Un peu plus de 600 entreprises manufacturières sont actuellement en activité si l’on compte les sous-traitants et les diverses compagnies à numéros. Parmi ces entreprises manufacturières tiennent place des grandes usines comme Mega Bloks, L’Oréal, Pfizer (700 employés), CAE (3 080 employés), ou encore Bombardier Électronique (1 700 employés). On y retrouve aussi la zone industrielle du Technoparc, développement cher à la bourgeoisie montréalaise. Le Technoparc témoigne de la volonté des capitalistes et de l’administration municipale de conserver Saint-Laurent comme centre de gravité de l’activité économique de la ville.

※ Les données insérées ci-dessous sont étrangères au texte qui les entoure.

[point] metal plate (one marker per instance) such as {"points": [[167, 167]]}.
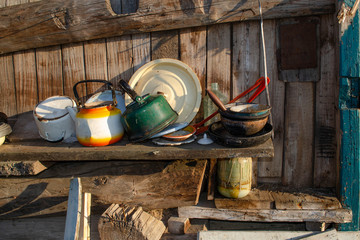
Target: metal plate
{"points": [[218, 133]]}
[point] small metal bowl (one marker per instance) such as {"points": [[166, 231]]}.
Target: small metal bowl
{"points": [[243, 127], [244, 111]]}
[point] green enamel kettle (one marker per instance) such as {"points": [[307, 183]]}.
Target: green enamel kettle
{"points": [[146, 115]]}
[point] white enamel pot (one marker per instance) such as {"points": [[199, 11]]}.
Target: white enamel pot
{"points": [[53, 120]]}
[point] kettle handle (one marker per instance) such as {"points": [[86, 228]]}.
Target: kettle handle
{"points": [[99, 81], [125, 86]]}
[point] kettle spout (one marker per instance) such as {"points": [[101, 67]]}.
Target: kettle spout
{"points": [[72, 112]]}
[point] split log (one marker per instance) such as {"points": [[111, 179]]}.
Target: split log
{"points": [[152, 185], [54, 22], [124, 222], [178, 225], [23, 168]]}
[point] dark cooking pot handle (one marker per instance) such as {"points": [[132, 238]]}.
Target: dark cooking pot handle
{"points": [[125, 86], [99, 81]]}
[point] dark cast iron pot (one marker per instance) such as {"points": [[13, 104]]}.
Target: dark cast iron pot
{"points": [[146, 115]]}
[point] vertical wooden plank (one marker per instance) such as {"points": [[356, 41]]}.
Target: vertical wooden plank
{"points": [[25, 74], [141, 50], [246, 56], [350, 167], [49, 72], [273, 168], [219, 57], [193, 53], [325, 130], [212, 179], [299, 134], [349, 117], [25, 80], [165, 45], [73, 68], [7, 89], [73, 214], [95, 64], [119, 58]]}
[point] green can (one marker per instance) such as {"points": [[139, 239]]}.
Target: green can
{"points": [[234, 177]]}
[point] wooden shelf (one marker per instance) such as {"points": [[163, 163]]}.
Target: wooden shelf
{"points": [[26, 145], [207, 210]]}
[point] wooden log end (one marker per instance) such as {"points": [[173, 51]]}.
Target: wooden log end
{"points": [[177, 225]]}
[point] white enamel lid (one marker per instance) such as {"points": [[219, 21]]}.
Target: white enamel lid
{"points": [[107, 96], [53, 107], [173, 78]]}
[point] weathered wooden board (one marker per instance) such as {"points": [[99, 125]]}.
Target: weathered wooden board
{"points": [[193, 53], [165, 45], [273, 168], [350, 166], [207, 210], [8, 102], [298, 49], [152, 185], [219, 57], [73, 211], [212, 179], [23, 168], [58, 22], [41, 228], [256, 199], [119, 58], [49, 72], [284, 200], [299, 134], [73, 68], [95, 64], [41, 150], [245, 57], [25, 80], [141, 50], [326, 100], [271, 234]]}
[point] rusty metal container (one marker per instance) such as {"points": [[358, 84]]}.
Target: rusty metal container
{"points": [[234, 177]]}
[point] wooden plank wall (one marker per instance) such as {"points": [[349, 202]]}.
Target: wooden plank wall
{"points": [[303, 112]]}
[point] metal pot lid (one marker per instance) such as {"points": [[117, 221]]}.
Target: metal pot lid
{"points": [[106, 96], [175, 80], [53, 107], [170, 129]]}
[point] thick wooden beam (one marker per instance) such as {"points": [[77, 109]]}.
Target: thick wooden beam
{"points": [[208, 211], [54, 22], [152, 185]]}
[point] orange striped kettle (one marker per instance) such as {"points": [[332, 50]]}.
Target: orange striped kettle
{"points": [[97, 123]]}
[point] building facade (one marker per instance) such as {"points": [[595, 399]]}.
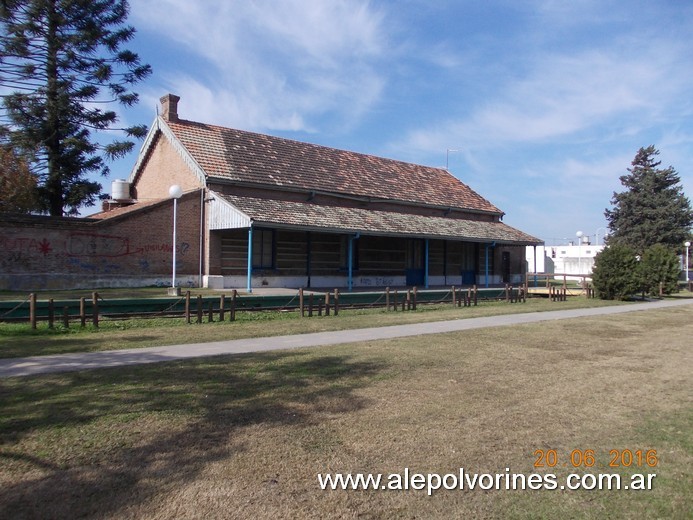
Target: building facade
{"points": [[262, 211]]}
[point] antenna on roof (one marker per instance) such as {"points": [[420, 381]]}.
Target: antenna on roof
{"points": [[447, 158]]}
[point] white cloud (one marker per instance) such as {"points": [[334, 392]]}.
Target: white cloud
{"points": [[272, 65], [565, 95]]}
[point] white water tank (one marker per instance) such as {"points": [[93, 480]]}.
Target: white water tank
{"points": [[120, 190]]}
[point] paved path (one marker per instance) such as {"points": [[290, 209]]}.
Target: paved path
{"points": [[117, 358]]}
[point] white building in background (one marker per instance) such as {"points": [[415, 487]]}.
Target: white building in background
{"points": [[568, 259]]}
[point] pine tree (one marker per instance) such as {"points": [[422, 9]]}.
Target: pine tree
{"points": [[615, 273], [61, 61], [653, 209], [17, 184]]}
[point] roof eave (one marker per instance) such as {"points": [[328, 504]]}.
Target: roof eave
{"points": [[360, 198]]}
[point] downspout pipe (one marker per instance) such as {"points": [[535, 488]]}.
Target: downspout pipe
{"points": [[493, 244], [350, 261], [249, 285], [426, 244]]}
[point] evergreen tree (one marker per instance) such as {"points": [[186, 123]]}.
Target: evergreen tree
{"points": [[60, 62], [653, 209], [17, 184], [615, 273], [659, 265]]}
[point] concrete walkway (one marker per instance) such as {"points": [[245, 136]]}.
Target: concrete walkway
{"points": [[118, 358]]}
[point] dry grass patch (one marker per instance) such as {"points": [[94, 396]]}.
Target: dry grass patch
{"points": [[246, 436]]}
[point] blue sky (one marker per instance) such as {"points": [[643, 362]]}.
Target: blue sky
{"points": [[545, 102]]}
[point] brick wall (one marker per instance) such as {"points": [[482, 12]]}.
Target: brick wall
{"points": [[164, 167], [129, 250]]}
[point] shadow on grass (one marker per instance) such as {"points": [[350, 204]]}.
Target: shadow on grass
{"points": [[106, 441]]}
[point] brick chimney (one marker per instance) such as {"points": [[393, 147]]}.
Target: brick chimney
{"points": [[169, 107]]}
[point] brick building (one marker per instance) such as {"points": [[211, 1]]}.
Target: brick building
{"points": [[261, 211]]}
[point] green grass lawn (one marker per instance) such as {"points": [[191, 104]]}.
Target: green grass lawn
{"points": [[19, 340], [245, 436]]}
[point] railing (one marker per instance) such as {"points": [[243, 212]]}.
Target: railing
{"points": [[220, 308]]}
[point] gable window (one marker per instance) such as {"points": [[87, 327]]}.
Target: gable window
{"points": [[263, 249]]}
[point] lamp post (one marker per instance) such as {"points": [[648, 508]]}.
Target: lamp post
{"points": [[175, 193]]}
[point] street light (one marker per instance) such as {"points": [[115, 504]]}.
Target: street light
{"points": [[175, 193]]}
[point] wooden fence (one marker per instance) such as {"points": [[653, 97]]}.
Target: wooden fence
{"points": [[225, 307]]}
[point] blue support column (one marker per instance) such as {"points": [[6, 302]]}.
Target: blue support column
{"points": [[426, 264], [350, 262], [249, 287], [486, 269]]}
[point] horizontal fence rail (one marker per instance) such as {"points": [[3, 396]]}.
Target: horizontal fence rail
{"points": [[223, 307]]}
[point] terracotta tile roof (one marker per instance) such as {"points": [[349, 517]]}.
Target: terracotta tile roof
{"points": [[240, 156], [307, 215], [124, 210]]}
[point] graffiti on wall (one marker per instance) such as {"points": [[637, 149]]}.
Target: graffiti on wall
{"points": [[25, 245]]}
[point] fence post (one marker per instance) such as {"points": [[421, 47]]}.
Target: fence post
{"points": [[232, 312], [82, 312], [187, 306], [51, 313], [95, 308], [32, 310]]}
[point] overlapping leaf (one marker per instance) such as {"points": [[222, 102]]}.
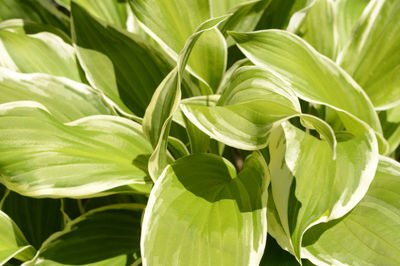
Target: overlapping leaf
{"points": [[42, 157], [127, 70], [42, 52], [373, 56], [104, 236], [253, 101], [12, 241], [201, 213], [65, 99], [369, 234], [309, 187]]}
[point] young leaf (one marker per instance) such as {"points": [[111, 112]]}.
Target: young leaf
{"points": [[309, 187], [65, 99], [42, 52], [12, 241], [201, 213], [372, 57], [42, 157], [126, 69], [94, 238], [369, 234]]}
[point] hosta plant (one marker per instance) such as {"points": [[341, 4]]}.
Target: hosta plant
{"points": [[199, 132]]}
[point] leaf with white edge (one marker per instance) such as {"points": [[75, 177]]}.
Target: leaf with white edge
{"points": [[312, 77], [95, 237], [158, 117], [12, 241], [372, 56], [201, 212], [309, 187], [369, 234], [37, 218], [83, 158], [66, 100], [42, 52], [253, 102], [126, 69], [180, 19]]}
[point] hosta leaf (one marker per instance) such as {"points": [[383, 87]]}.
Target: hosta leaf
{"points": [[40, 11], [312, 77], [369, 234], [373, 56], [65, 99], [253, 101], [158, 117], [94, 238], [42, 52], [180, 19], [37, 218], [12, 241], [42, 157], [113, 11], [201, 213], [310, 187], [127, 70]]}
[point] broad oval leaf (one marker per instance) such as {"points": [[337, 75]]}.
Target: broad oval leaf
{"points": [[369, 234], [201, 213], [373, 56], [42, 52], [309, 187], [12, 241], [66, 100], [312, 76], [95, 238], [126, 69], [42, 157]]}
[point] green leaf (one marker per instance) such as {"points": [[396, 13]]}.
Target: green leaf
{"points": [[313, 77], [369, 234], [12, 241], [39, 156], [126, 69], [114, 12], [41, 11], [309, 187], [372, 57], [201, 213], [42, 52], [180, 19], [253, 102], [158, 117], [95, 237], [37, 218], [65, 99]]}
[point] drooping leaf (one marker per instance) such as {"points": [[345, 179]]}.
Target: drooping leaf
{"points": [[37, 218], [372, 57], [158, 117], [180, 19], [42, 157], [369, 234], [309, 187], [201, 213], [126, 69], [41, 11], [12, 241], [253, 102], [313, 77], [104, 236], [65, 99], [42, 52]]}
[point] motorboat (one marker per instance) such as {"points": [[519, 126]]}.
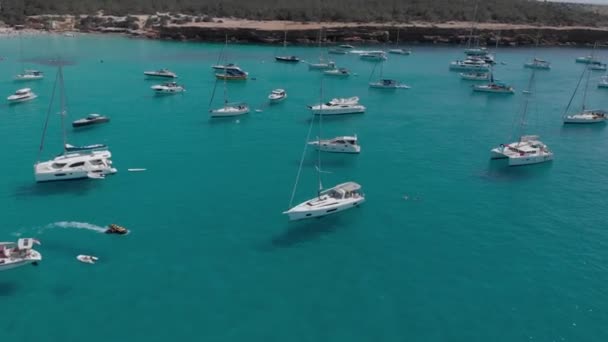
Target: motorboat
{"points": [[587, 60], [375, 56], [230, 110], [22, 95], [162, 73], [168, 88], [277, 96], [470, 64], [388, 84], [331, 201], [76, 165], [494, 87], [475, 76], [344, 144], [339, 106], [539, 64], [116, 229], [528, 150], [18, 254], [340, 72], [91, 119], [30, 75], [587, 116]]}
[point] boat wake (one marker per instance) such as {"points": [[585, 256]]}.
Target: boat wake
{"points": [[76, 225]]}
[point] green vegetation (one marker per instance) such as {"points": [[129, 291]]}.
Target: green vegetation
{"points": [[504, 11]]}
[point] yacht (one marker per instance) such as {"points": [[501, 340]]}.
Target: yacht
{"points": [[345, 144], [230, 110], [333, 200], [388, 84], [168, 88], [277, 96], [375, 56], [539, 64], [339, 106], [162, 73], [340, 72], [528, 150], [30, 75], [587, 116], [475, 76], [91, 119], [22, 95], [17, 254]]}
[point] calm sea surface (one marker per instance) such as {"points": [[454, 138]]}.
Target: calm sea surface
{"points": [[478, 252]]}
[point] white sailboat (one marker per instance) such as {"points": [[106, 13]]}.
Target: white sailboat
{"points": [[528, 149], [94, 164], [328, 201]]}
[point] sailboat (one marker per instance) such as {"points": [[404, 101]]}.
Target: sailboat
{"points": [[397, 50], [27, 74], [94, 164], [229, 109], [328, 201], [528, 149], [287, 59], [584, 116]]}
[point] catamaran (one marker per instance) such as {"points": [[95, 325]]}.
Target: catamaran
{"points": [[94, 164]]}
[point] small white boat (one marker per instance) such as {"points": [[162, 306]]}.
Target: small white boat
{"points": [[344, 144], [340, 72], [539, 64], [87, 259], [495, 88], [587, 117], [168, 88], [388, 84], [30, 75], [230, 110], [13, 255], [528, 150], [334, 200], [338, 107], [475, 76], [22, 95], [277, 96], [162, 73]]}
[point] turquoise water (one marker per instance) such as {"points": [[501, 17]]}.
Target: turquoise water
{"points": [[479, 252]]}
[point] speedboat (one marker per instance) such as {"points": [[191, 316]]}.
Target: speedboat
{"points": [[30, 75], [388, 84], [494, 87], [287, 59], [91, 119], [400, 52], [230, 110], [116, 229], [162, 73], [528, 150], [77, 165], [22, 95], [339, 106], [345, 144], [168, 88], [586, 117], [334, 200], [375, 56], [22, 253], [340, 72], [538, 64], [475, 76], [277, 96], [470, 64]]}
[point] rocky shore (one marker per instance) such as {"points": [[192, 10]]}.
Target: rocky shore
{"points": [[206, 29]]}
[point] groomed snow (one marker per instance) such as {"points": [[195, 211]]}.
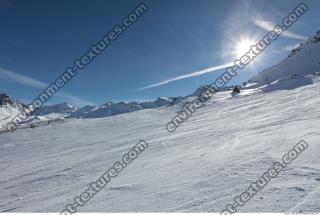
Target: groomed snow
{"points": [[200, 167]]}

Le parc industriel de Saint-Laurent possède sa propre organisation à but non lucratif (OBNL), le Développement économique de Saint-Laurent (DESTL), une sorte de regroupement des capitalistes locaux réunis pour étudier, analyser et accompagner le développement du secteur.

C’est pour cela que la fermeture de l’usine de Mega Bloks ainsi que toutes les actualités entourant le parc industriel de Saint-Laurent sont au centre des préoccupations des communistes et du mouvement ouvrier. La destruction des forces productives et des usines par les capitalistes ainsi que l’anarchie de la production qui détruit et déplace tout pour un peu plus de profit vont continuer de noircir le tableau du développement industriel pourtant tellement impressionnant. La classe ouvrière est la seule qui, en prenant le contrôle de la production, arrêtera cette destruction inutile. La fermeture de l’immense usine de Mega Bloks, comme celles de l’usine de valve Velan, de l’usine de transformation laitière Agropur à Lachute, des quincailleries Rona partout au Québec, ainsi que de l’entrepôt de Provigo à Laval, doit renforcer la volonté d’organiser des réseaux durables d’ouvriers voulant combattre le capitalisme et le renverser!